To solve this coding challenge of calculating the amount of trapped rainwater in a given elevation map, we can utilize the concept of finding the maximum heights to the left and right of each element in the array. By comparing these maximum heights, we can determine the water level at each position. Below is a # Explanation section that thoroughly elaborates on the solution along with detailed pseudocode with comments.

Explanation:

  1. Understanding the Problem : The input is an array where each element’s value represents the height of bars at each index. Our task is to calculate how much water can be trapped between these bars after it rains. The water trapped at a position depends on the heights of bars to its left and right.
  2. Calculate Maximum Heights From Left and Right :
    • For each position in the array, you need to know the highest bar on its left and the highest bar on its right.
    • Left_max
      : Create an array where each position will store the maximum height observed from the left side up to that position.
    • Right_max
      : Similarly, create another array where each position will store the maximum height observed from the right side up to that position.
  3. Water Level Calculation :
    • For each position, the water level is determined by the minimum of the maximum heights from the left and right.
    • If this water level is higher than the height of the bar at that position, the difference (water level minus bar height) is the amount of water that can be stored at that position.
  4. Summing Up the Water Trapped :
    • Sum up the water trapped at each position to get the total amount of trapped water.
    Detailed Steps with Pseudocode:
  5. Early Exit :
    • If the array is empty, immediately return 0, because no water can be trapped in an empty array.
                                                
    # Check if the height array is empty
    if height array is empty:
    return 0
    
                                            
  6. Initialize Arrays :
    • Create two arrays,
      left_max
      and
      right_max
      , each of the same length as the input array.

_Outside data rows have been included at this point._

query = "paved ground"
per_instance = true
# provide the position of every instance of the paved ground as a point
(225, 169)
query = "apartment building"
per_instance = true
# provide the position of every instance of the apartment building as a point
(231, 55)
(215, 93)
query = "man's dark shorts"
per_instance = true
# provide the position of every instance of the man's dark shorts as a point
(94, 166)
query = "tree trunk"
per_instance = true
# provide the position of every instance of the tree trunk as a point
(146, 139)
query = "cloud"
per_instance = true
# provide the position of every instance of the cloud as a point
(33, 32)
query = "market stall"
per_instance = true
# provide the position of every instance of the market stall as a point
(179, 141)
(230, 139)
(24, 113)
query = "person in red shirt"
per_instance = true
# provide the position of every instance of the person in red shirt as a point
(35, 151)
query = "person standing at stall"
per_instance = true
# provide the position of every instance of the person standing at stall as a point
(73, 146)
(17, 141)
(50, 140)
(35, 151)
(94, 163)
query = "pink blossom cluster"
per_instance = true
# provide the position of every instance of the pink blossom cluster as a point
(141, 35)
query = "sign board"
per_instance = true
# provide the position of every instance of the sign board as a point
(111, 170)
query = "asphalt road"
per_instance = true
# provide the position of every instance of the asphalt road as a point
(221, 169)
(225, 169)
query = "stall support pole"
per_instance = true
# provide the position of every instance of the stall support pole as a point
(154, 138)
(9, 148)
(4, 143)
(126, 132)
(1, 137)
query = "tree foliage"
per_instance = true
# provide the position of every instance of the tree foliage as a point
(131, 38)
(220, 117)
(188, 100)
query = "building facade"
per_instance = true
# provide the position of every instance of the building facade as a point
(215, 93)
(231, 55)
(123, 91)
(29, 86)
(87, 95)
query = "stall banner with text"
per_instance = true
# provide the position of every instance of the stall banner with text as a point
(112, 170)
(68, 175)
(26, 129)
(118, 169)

    • Initialize the first element of
      left_max
      to the first element of the input array.
    • Initialize the last element of
      right_max
      to the last element of the input array.
                                                
    # Initialize left_max and right_max arrays
    set left_max to an array of zeros of the same length as the height array
    set right_max to an array of zeros of the same length as the height array
    
    # Initialize the first element of left_max and the last element of right_max
    left_max[0] = height[0]
    right_max[-1] = height[-1]
    
                                            
  7. Fill Left_max Array :
    • Iterate through the height array from the second element to the last.

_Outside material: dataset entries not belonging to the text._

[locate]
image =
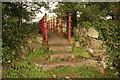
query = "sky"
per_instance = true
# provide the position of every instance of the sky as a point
(40, 15)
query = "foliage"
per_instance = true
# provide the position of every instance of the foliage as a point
(13, 39)
(15, 13)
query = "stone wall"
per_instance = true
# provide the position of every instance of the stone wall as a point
(32, 42)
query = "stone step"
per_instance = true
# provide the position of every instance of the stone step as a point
(56, 65)
(62, 55)
(60, 48)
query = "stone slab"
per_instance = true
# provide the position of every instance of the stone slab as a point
(63, 56)
(60, 48)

    • For each position, set
      left_max[i]
      to the maximum of
      left_max[i-1]
      and
      height[i]
      .
                                                
    # Fill the left_max array
    for each element in height array starting from the second element:
    left_max[i] = maximum of left_max[i-1] and height[i]
    
                                            
  8. Fill Right_max Array :
    • Iterate through the height array from the second last element to the first.
    • For each position, set
      right_max[i]
      to the maximum of
      right_max[i+1]
      and
      height[i]
      .
                                                
    # Fill the right_max array
    for each element in height array starting from the second last element to the first:
    right_max[i] = maximum of right_max[i+1] and height[i]
    
                                            
  9. Calculate Total Trapped Water :
    • Initialize
      total_water
      to 0.
    • Iterate through the height array excluding the first and last elements (since water cannot be trapped at the edges).

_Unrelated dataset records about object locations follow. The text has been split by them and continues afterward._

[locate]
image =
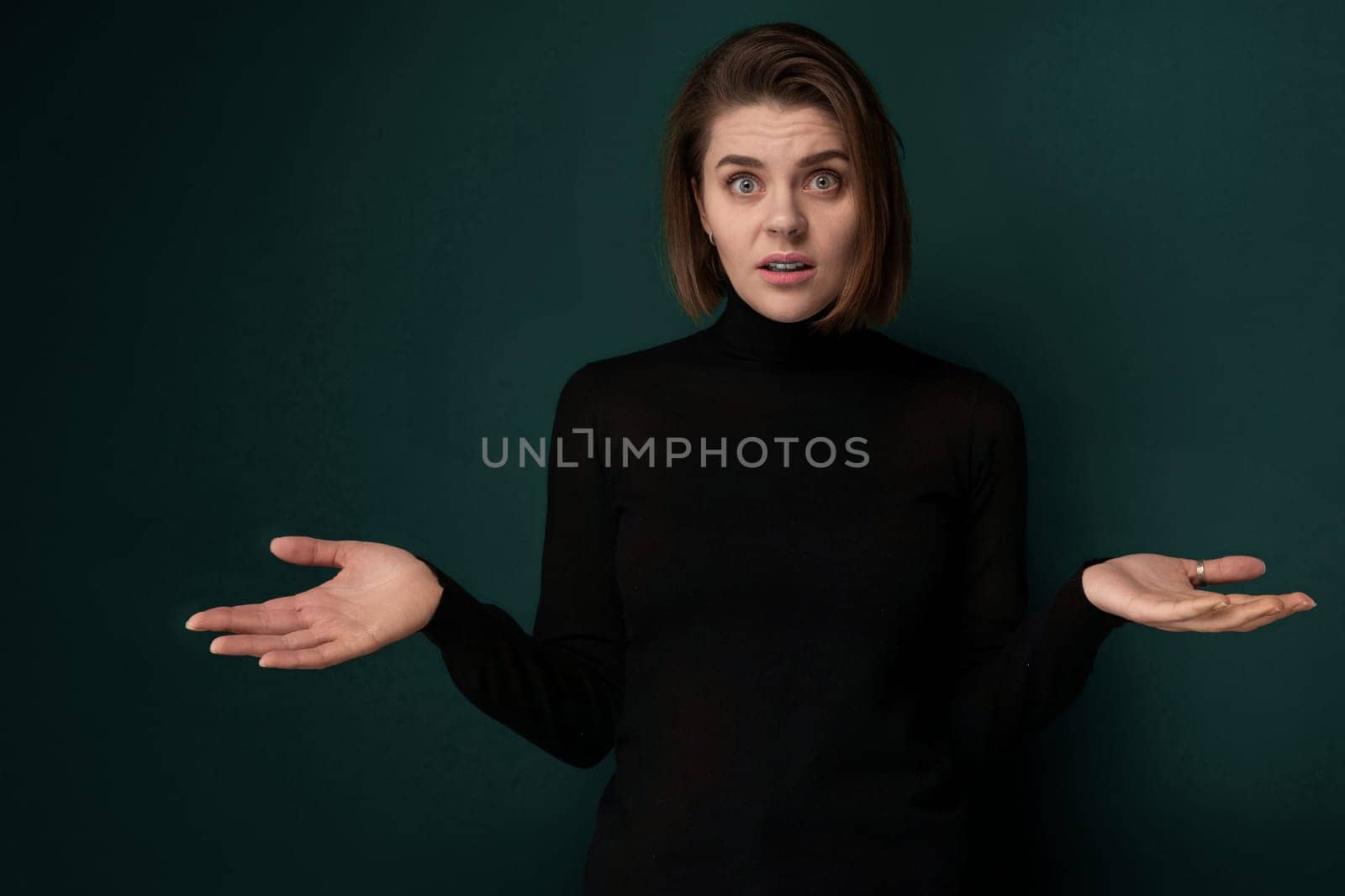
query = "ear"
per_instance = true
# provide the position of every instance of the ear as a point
(699, 205)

    • For each position, calculate the water level as the minimum of
      left_max[i]
      and
      right_max[i]
      .
    • If this water level is greater than the height at that position, add the difference to
      total_water
      .
                                                
    # Initialize total trapped water to 0
    total_water = 0
    
    # Calculate water trapped at each position
    for each element in height array excluding the first and last elements:
    water_level = minimum of left_max[i] and right_max[i]
    if water_level > height[i]:
    total_water += water_level - height[i]
    
                                            
  10. Return Result :
    • Return the
      total_water
      which is the sum of water trapped at all positions.
                                            
# Return the total trapped water
return total_water

                                        
This algorithm ensures that by making two passes through the height array to fill the
left_max
and
right_max
arrays, and one more pass to calculate the trapped water, we run efficiently even for large arrays. With this detailed explanation and pseudocode, you can clearly understand the logic and easily implement it in any programming language.